Ao chegarmos ao final deste texto, Paulo nos mostra que a nova vida em Cristo transforma não apenas aquilo que pensamos, mas também a maneira como vivemos e servimos. Pensar sobre as coisas de Deus significa conhecer sua Palavra, compreender sua vontade e reconhecer que tudo recebemos pela graça. Agir sobre as coisas de Deus significa colocar essa fé em prática, servindo, amando, perdoando, contribuindo, ensinando, encorajando e usando os dons que Deus nos concedeu.Pela misericórdia de Deus, somos chamados a apresentar nossa vida como sacrifício vivo, santo e agradável ao Senhor. Essa transformação começa na mente, quando deixamos de nos conformar com os padrões deste mundo e passamos a discernir a vontade de Deus.
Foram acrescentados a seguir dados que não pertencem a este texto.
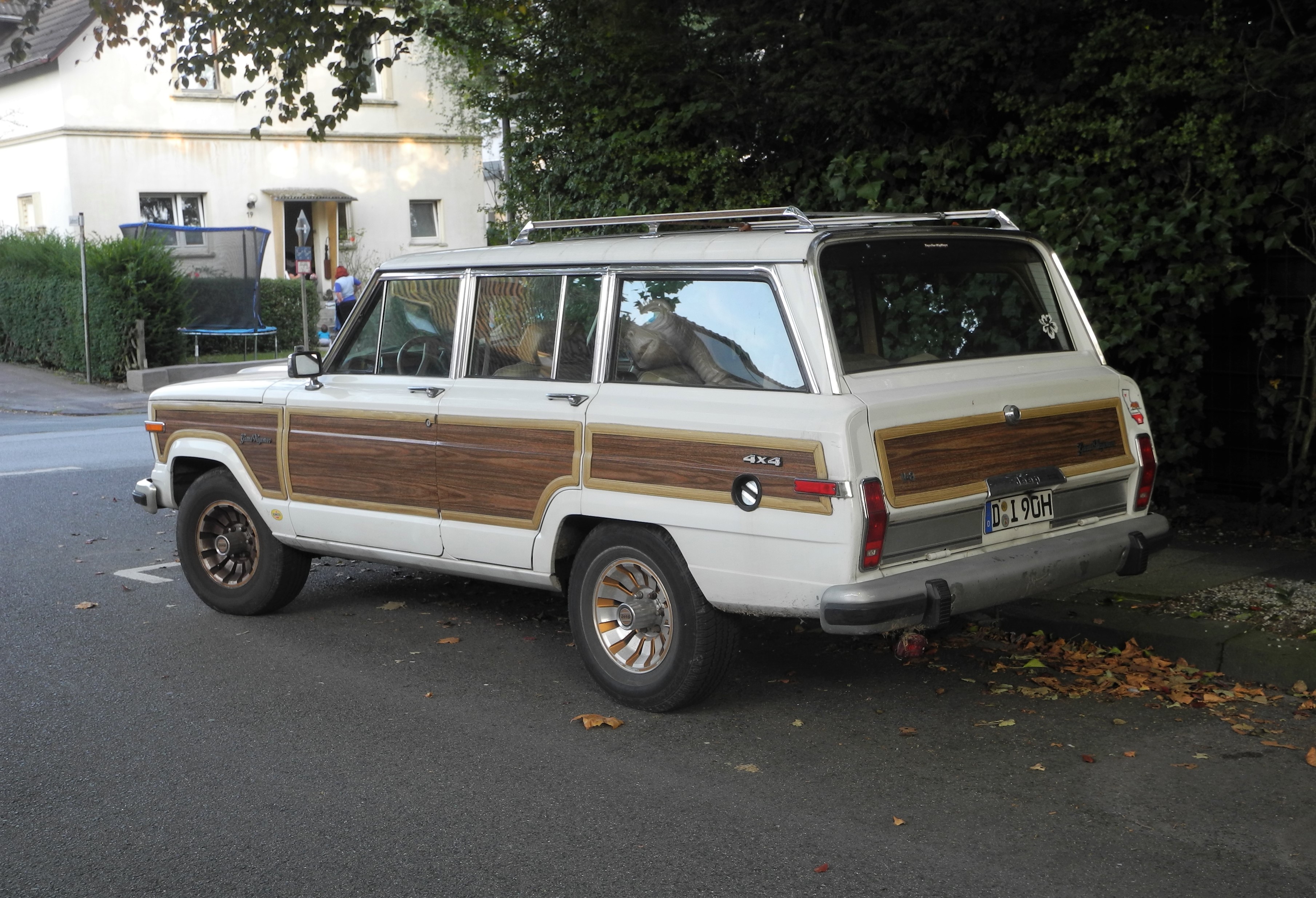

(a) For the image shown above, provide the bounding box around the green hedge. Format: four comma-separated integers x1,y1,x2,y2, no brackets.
0,233,186,381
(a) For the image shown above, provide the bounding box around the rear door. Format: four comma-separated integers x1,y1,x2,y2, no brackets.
436,270,603,568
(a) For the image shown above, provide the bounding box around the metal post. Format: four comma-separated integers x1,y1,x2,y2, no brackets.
77,212,91,383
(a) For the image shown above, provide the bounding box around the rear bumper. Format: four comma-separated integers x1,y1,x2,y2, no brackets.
133,477,160,515
820,515,1170,635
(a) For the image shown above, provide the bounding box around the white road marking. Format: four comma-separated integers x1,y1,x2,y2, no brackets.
115,561,179,583
0,465,81,477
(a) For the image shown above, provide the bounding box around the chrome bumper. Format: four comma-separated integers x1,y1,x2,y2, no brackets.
133,477,160,515
820,515,1170,635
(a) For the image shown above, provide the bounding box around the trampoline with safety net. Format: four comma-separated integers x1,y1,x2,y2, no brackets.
119,221,279,357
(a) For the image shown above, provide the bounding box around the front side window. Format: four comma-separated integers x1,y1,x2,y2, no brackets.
467,274,601,382
820,236,1073,374
613,278,804,390
331,278,462,378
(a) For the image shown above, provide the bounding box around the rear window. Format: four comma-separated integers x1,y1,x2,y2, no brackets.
820,236,1073,374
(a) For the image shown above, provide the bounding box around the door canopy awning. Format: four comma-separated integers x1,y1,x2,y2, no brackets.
261,187,357,203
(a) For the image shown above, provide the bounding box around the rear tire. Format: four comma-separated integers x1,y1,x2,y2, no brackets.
567,524,740,711
176,468,311,615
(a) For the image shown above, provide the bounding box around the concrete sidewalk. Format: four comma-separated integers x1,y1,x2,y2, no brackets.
0,362,146,415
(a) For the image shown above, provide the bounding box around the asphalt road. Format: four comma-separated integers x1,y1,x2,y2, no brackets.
0,415,1316,898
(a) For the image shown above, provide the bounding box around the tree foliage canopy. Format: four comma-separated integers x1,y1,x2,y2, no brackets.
16,0,1316,486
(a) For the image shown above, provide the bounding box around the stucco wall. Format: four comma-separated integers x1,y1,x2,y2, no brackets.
0,18,486,270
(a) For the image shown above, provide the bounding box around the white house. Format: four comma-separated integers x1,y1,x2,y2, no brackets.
0,0,488,279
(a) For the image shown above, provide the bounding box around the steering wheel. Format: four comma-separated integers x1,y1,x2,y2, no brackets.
396,333,448,377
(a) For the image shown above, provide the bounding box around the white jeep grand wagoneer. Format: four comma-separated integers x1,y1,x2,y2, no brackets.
136,208,1169,711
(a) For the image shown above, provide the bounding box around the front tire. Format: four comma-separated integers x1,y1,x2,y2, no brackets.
176,468,311,615
567,524,738,711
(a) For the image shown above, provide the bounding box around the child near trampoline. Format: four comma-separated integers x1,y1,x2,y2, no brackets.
333,265,361,333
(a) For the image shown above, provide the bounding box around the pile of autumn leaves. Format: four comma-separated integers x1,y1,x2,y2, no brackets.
945,625,1316,766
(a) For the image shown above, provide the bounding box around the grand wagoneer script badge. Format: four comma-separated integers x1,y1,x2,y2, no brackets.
1078,440,1120,456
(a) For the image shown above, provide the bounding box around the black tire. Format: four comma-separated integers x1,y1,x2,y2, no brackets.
567,524,740,711
176,468,311,615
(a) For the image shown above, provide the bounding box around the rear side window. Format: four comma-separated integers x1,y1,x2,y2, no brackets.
466,274,603,382
613,278,804,390
820,236,1073,374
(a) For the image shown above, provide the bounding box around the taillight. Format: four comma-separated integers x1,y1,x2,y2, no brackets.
1133,433,1156,511
859,479,887,570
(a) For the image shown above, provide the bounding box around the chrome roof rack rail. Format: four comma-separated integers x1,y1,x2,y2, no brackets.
512,206,815,245
512,206,1019,246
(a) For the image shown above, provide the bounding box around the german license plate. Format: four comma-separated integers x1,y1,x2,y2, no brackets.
983,490,1055,533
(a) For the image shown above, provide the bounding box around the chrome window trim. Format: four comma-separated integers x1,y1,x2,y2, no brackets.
601,262,821,394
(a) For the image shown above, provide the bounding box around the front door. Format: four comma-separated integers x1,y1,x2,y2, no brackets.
287,277,461,556
437,274,601,568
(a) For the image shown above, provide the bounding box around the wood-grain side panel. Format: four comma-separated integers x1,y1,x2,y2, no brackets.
586,428,832,513
288,412,438,513
875,399,1133,507
436,417,580,527
155,408,283,496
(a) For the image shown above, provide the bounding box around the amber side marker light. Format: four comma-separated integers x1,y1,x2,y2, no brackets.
1133,433,1156,511
859,479,887,570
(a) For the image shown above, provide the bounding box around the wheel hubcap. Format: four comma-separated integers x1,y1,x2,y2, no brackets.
196,500,261,587
593,558,672,673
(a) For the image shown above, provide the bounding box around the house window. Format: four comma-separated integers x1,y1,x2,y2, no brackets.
411,200,441,242
139,194,205,246
19,194,41,230
176,32,220,94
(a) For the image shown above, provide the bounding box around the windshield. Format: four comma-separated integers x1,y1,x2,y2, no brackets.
821,234,1073,374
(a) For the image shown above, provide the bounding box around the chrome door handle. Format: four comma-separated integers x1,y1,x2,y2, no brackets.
407,387,448,399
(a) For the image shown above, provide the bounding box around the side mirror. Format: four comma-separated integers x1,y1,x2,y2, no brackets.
288,347,324,390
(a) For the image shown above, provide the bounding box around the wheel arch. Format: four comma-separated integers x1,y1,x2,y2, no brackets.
168,437,262,508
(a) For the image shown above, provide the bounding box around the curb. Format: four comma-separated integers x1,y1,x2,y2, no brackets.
995,599,1316,687
126,359,284,392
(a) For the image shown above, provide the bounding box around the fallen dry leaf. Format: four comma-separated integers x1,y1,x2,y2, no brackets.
571,714,625,730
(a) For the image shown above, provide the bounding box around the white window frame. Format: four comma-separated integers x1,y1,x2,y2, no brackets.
19,192,46,233
137,191,209,255
407,199,448,246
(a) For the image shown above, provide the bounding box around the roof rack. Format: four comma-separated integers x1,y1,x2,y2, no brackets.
512,206,1019,246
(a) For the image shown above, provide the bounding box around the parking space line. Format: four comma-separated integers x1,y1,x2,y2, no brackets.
115,561,179,583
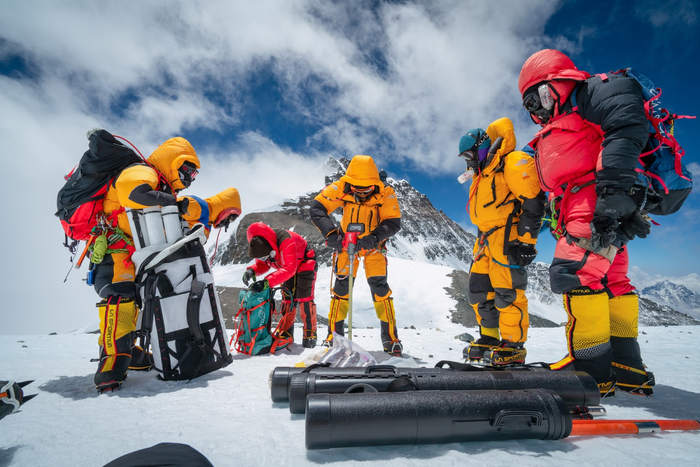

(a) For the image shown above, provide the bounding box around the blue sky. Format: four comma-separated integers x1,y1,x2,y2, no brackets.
0,0,700,334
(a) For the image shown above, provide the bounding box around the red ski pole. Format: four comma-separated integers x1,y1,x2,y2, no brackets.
570,420,700,436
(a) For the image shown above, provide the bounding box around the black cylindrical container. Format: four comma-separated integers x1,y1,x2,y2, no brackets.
306,389,572,449
289,368,600,413
270,365,440,402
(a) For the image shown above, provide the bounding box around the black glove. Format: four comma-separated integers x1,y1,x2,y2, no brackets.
326,231,343,251
591,193,637,251
515,243,537,268
243,268,255,287
620,211,651,240
177,198,190,215
248,279,270,293
357,234,379,250
217,214,238,232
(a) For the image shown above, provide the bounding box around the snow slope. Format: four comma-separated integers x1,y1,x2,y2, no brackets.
0,258,700,467
0,325,700,467
0,258,700,467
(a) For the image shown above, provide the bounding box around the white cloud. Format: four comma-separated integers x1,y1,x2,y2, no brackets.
0,0,568,333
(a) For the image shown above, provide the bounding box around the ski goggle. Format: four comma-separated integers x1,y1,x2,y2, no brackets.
178,162,199,178
350,185,374,196
523,83,554,113
458,153,474,162
258,250,277,262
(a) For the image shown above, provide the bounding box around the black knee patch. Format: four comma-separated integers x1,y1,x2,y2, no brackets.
367,276,391,297
467,272,495,305
494,289,518,309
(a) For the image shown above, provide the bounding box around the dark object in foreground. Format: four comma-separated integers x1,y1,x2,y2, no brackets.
306,389,572,449
289,367,600,413
0,380,36,420
104,443,214,467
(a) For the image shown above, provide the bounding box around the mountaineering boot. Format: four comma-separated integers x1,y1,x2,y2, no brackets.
483,340,527,366
549,355,615,397
610,312,655,396
95,296,138,393
321,320,345,347
612,362,656,396
462,336,501,362
379,321,403,357
598,381,616,397
374,297,403,357
299,301,316,349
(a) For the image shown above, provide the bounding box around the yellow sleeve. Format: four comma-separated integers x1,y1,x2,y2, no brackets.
315,182,345,214
503,151,545,245
114,165,159,209
379,186,401,222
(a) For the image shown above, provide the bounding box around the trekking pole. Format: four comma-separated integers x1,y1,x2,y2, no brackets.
571,420,700,436
75,235,95,269
343,223,365,340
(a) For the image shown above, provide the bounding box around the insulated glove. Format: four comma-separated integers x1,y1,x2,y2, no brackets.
620,211,651,240
243,268,255,287
217,214,238,232
326,230,343,251
591,192,637,251
357,234,379,250
515,243,537,268
248,280,270,293
591,216,617,251
177,198,190,215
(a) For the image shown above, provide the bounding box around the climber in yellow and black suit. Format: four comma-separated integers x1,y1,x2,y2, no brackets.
94,137,200,391
309,156,403,356
459,118,545,365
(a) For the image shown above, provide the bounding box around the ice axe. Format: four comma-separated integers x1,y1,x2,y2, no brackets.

Paulo também nos ensina a olhar para nós mesmos com humildade e equilíbrio. Não devemos pensar de nós mesmos além do que convém, porque tudo o que somos e temos recebemos pela graça de Deus. Somos muitos membros, mas formamos um só corpo em Cristo. Temos diferentes dons, diferentes funções e diferentes responsabilidades, mas todos somos chamados a servir.
Por isso, a pergunta que o texto deixa para cada um de nós é: “Como estou usando os dons que Deus me deu?” Não fomos chamados para guardar nossos dons, nem para usá-los em benefício próprio, mas para colocá-los a serviço de Deus e do próximo.